To summarize, this manuscript identifies the SCF ubiquitin ligase complex as a novel regulator of plasmatocytes. Genetic evidence is presented that suggests that Dup is the main target for the SCFSkp2 complex. It is proposed that the SCFSkp2 complex plays an integral role in Drosophila hematopoiesis by ubiquitinating Dup, which is necessary for proper cell cycle progression. Knockdown of the SCF complex causes an accumulation of Dup in the nucleus, inducing the cell to undergo multiple rounds of replication without an intervening mitosis or cytokinesis. This causes some plasmatocytes to become vastly enlarged, with multiple centrioles and excessive DNA content. Taken together, these findings provide evidence that the SCF complex is necessary for proper cell cycle progression during plasmatocyte development in Drosophila. As the SCF complex is conserved from Drosophila to humans, these findings implicate the importance of the roles of ubiquitin ligase complexes in the cell cycle and their potential malfunctions in blood cell cancers (Kroeger, 2013).

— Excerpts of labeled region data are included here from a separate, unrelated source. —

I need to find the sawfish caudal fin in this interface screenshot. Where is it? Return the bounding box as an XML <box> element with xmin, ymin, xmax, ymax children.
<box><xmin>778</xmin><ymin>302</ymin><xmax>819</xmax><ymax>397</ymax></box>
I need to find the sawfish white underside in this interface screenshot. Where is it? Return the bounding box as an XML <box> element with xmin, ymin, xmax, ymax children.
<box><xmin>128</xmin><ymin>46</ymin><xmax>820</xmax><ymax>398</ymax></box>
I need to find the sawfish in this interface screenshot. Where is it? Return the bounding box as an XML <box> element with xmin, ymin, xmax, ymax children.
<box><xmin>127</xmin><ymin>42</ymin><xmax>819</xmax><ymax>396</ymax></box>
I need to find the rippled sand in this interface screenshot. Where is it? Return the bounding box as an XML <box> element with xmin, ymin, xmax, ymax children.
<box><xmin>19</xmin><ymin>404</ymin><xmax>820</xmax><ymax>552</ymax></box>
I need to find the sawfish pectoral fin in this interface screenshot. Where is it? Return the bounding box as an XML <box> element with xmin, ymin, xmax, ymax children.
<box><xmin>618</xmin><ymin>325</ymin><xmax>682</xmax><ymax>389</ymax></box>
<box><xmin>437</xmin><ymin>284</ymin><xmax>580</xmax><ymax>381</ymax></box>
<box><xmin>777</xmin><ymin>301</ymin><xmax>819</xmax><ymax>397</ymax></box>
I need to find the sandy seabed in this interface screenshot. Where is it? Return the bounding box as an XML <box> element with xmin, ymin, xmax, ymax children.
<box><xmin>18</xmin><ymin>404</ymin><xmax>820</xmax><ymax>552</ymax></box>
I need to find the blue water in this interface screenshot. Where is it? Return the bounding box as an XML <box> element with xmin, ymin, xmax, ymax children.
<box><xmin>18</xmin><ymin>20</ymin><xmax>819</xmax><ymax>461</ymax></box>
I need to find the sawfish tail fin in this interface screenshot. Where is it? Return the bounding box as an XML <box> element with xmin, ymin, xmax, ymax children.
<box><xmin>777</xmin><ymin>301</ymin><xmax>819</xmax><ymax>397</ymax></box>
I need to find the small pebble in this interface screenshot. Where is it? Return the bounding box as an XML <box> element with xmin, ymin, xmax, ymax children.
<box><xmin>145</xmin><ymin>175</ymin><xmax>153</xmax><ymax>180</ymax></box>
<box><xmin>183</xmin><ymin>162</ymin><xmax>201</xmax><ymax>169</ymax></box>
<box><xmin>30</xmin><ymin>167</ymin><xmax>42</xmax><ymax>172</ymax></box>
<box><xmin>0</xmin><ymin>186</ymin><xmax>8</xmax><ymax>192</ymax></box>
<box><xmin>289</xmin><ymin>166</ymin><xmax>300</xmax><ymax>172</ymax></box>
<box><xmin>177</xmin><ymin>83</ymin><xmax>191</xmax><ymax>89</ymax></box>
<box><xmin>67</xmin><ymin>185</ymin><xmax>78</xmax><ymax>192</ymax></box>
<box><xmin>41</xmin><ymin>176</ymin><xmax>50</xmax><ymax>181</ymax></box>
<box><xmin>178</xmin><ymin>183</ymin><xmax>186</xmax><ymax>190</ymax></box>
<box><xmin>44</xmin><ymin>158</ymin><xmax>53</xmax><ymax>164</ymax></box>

Blast searches with the Dup sequence reveal that it is a member of a conserved family of proteins. The carboxy-terminal end of Dup shares very high similarity to a fully sequenced human cDNA the function of which has not been reported. The human cDNA is 34% identical and has 52% conservative changes compared to the carboxy-terminal 446 amino acids of Dup. The human cDNA sequence has been reported to be identical to a sequence 3' to the human adenine phosphoribosal transferase gene, making it likely that human Dup maps to this region on chromosome 16. Dup also shows high homology to several partially sequenced mouse ESTs. One of these shows 42% identity and 63% positives when compared to the carboxy-terminal end of Dup. There are predicted protein orthologs to Dup protein in Arabidopsis thaliana and Caenorhabditis elegans (22% identity and 36% positives and 23% identity and 39% positives, respectively). Interestingly, Dup is also related to S. pombe Cdt1 (20% identity and 37% positives), a protein known to be required for replication initiation (Hofmann, 1994). Alignments of Dup, Cdt1, and the human, C. elegans and A. thaliana orthologs show that these proteins share several conserved motifs, making it likely that they represent members of the same family of proteins. Arginine 342, which is changed to a cysteine in the fs(2)PA77 allele is conserved in humans, mouse, and A. thaliana, consistent with it playing an essential role in the function of Dup. The amino acid sequence of Dup does not reveal predicted biochemical activities (Whittaker, 2000).